$15M shortfall looms over Lake County
By Rich Bird Post-Tribune correspondent August 1, 2012 1:38PM
Updated: August 1, 2012 7:17PM
CROWN POINT — Lake County government is facing an estimated $15 million shortfall in the 2013 budget, which will require officials to make some hard choices going into the upcoming budget hearings.
According to both John Dull, attorney for the Board of Commissioners, and Dante Rondelli, financial adviser to the County Council, the shortfall was born of a three-headed monster: Roughly $6.2 million in federally mandated improvements to the Lake County Jail, declining tax collections and the county’s health insurance program.
On Wednesday, the commissioners approved a $15,000 contract with Merrillville-based financial adviser Cender and Co. LLC to provide possible funding options.
Dull told the commissioners that the shortfall is in the low double digits and later amended that figure to between $12 million and $15 million. Rondelli later said that $15 million is the baseline going into budget negotiations, and could fluctuate depending on what comes to the table.
The contract’s scope-of-services agreement indicates Cender will prepare an analysis of financing options, including expanded and extended borrowing more general obligation bonds. The agreement also mentions the possibility of selling and leasing back county properties and facilities, such as the jail, the satellite courthouses in Hammond, Gary and East Chicago and the Lake County Government Center in Crown Point.
In addition to the $7 million in bonds recently approved for the settlement of a class-action suit alleging overcrowding the unsanitary conditions at the jail, the U.S. Department of Justice has mandated millions of dollars in improvements.
Last month, Sheriff John Buncich asked the council to let him pay for a vacant police officer position with a fund from towing fees. The council approved the move, with the caveat that he may have to find other areas to cut because of the “dark cloud” that Rondelli was projecting.
Meanwhile, the county has been seeing less and less in property tax revenue. Dull contends the decline in collections is a combination of the state-mandated tax caps, which prevent the county from levying for the shortfall outright; the way that the some of the units are budgeting; and the general state of the economy.
Cender also will provide recommendations on the county’s ability to finance its self-insurance reserve funding.
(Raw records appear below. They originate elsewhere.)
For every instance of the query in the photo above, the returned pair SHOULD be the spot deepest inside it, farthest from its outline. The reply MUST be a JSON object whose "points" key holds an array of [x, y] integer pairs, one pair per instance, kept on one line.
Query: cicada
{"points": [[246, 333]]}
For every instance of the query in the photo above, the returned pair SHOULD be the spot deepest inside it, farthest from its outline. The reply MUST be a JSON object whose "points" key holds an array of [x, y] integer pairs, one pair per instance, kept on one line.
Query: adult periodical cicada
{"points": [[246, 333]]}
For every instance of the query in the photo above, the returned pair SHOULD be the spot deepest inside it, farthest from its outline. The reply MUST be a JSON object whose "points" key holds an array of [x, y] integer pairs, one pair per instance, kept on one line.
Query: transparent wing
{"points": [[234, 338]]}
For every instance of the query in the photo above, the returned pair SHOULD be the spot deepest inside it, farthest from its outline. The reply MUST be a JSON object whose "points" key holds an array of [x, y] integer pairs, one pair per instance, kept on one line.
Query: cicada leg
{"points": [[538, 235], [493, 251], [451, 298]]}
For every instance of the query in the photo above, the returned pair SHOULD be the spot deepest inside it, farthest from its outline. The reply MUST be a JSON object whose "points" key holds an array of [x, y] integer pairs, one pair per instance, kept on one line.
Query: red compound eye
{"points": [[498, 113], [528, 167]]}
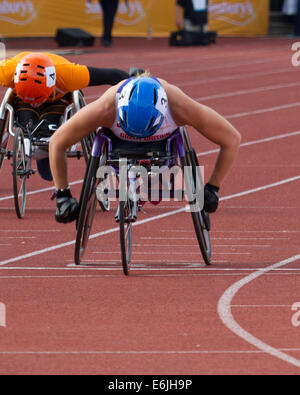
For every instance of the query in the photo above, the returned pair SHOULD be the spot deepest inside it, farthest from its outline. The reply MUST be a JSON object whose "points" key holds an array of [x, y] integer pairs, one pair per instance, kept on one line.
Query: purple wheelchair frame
{"points": [[176, 136]]}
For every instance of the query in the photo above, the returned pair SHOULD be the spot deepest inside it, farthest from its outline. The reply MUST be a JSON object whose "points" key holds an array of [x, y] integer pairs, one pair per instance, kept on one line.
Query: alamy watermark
{"points": [[296, 56], [2, 315], [2, 49], [151, 183], [296, 315]]}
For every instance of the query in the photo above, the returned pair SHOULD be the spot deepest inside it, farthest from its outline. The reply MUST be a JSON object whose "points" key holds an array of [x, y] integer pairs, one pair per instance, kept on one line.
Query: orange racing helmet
{"points": [[35, 78]]}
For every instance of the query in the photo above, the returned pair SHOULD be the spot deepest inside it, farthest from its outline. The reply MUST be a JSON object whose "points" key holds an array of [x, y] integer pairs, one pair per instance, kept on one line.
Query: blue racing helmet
{"points": [[142, 105]]}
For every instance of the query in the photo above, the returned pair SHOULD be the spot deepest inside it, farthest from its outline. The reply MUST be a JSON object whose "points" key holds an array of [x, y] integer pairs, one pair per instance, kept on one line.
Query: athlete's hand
{"points": [[211, 198]]}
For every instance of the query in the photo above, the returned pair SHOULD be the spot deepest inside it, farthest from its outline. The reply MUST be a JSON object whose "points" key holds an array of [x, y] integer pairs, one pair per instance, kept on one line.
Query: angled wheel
{"points": [[88, 202], [199, 216], [20, 173], [4, 137]]}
The concept of selling a property and leasing it back is not a new one, Dull said. That practice was used both when the county undertook the construction of the jail annex and the new juvenile center. In fact, the county already has the property corporation in place to use, should that become an option.
Borrow, or tax?
The elephant in the room not mentioned in the contract is the whether elected officials will reconsider some form of a county option income tax to generate more revenue and free itself from the tax cap.
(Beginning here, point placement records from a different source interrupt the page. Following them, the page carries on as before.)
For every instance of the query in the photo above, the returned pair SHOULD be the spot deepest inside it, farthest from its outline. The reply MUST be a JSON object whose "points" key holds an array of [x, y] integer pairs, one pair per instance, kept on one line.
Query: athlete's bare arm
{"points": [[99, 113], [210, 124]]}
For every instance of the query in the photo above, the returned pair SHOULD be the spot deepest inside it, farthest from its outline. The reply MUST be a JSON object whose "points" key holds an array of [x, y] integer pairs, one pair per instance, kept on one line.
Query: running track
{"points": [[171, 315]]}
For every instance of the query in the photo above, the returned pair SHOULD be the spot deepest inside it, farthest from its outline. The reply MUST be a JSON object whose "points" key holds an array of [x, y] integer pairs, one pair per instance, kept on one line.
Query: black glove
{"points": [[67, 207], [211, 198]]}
Rondelli said council members have been mum.
“They will not,” he said. “They will not even discuss a preliminary hearing with the (Indiana Department of Local Government Finance) or tax advisers on the forms of income taxes. My advisement has been we should at least start discussing it. Internally, there is no forward progress or discussion on income tax.”
In the council’s defense, Rondelli said steps have been taken to reduce the impact of the “dark cloud,” including cuts of 20 percent from general fund budgets and levies over the last five years, cuts of 325 general fund positions since 2008, and borrowing from internal reserves.
“We’ve gone down the cut path. We’ve gone down the internal borrowing path … This isn’t the first attempt at this issue. We’ve done other things. We haven’t sat here idly,” he said.
As for more possible borrowing solutions that may come from Cender’s analysis, Rondelli said if the council members pursue that course, they should do so with a long-term plan.
“I’m not part of that,” he said. “That was just an option given to the leaders. My recommendation is not to exercise that without a plan to reduce the tax rate; lower the levies collectively or raise your (assessed values). One way to lower your levies is to cut your budgets or find new revenues, i.e. income tax.”
According to the state’s 2011 figures, the most recent available, the average tax rate in Lake County is $3.41 per $100 of assessed value. In the rest of the state where all of the other counties have instituted some form of county option tax, the average runs between $2.07 and $2.33.
“That buck is the impetus behind the problem,” Rondelli said. “So what’s the solution? Get the tax rate down.”
While no dates have been set, the public presentation of department budgets likely will begin in late August, followed by a first reading of the budget by third week of September and final reading in the second week of October.
In between, council members will have to roll up their sleeves and make some decisions.
“It will require one of three things: massive amounts of new revenue, massive cuts and massive borrowing,” Rondelli said.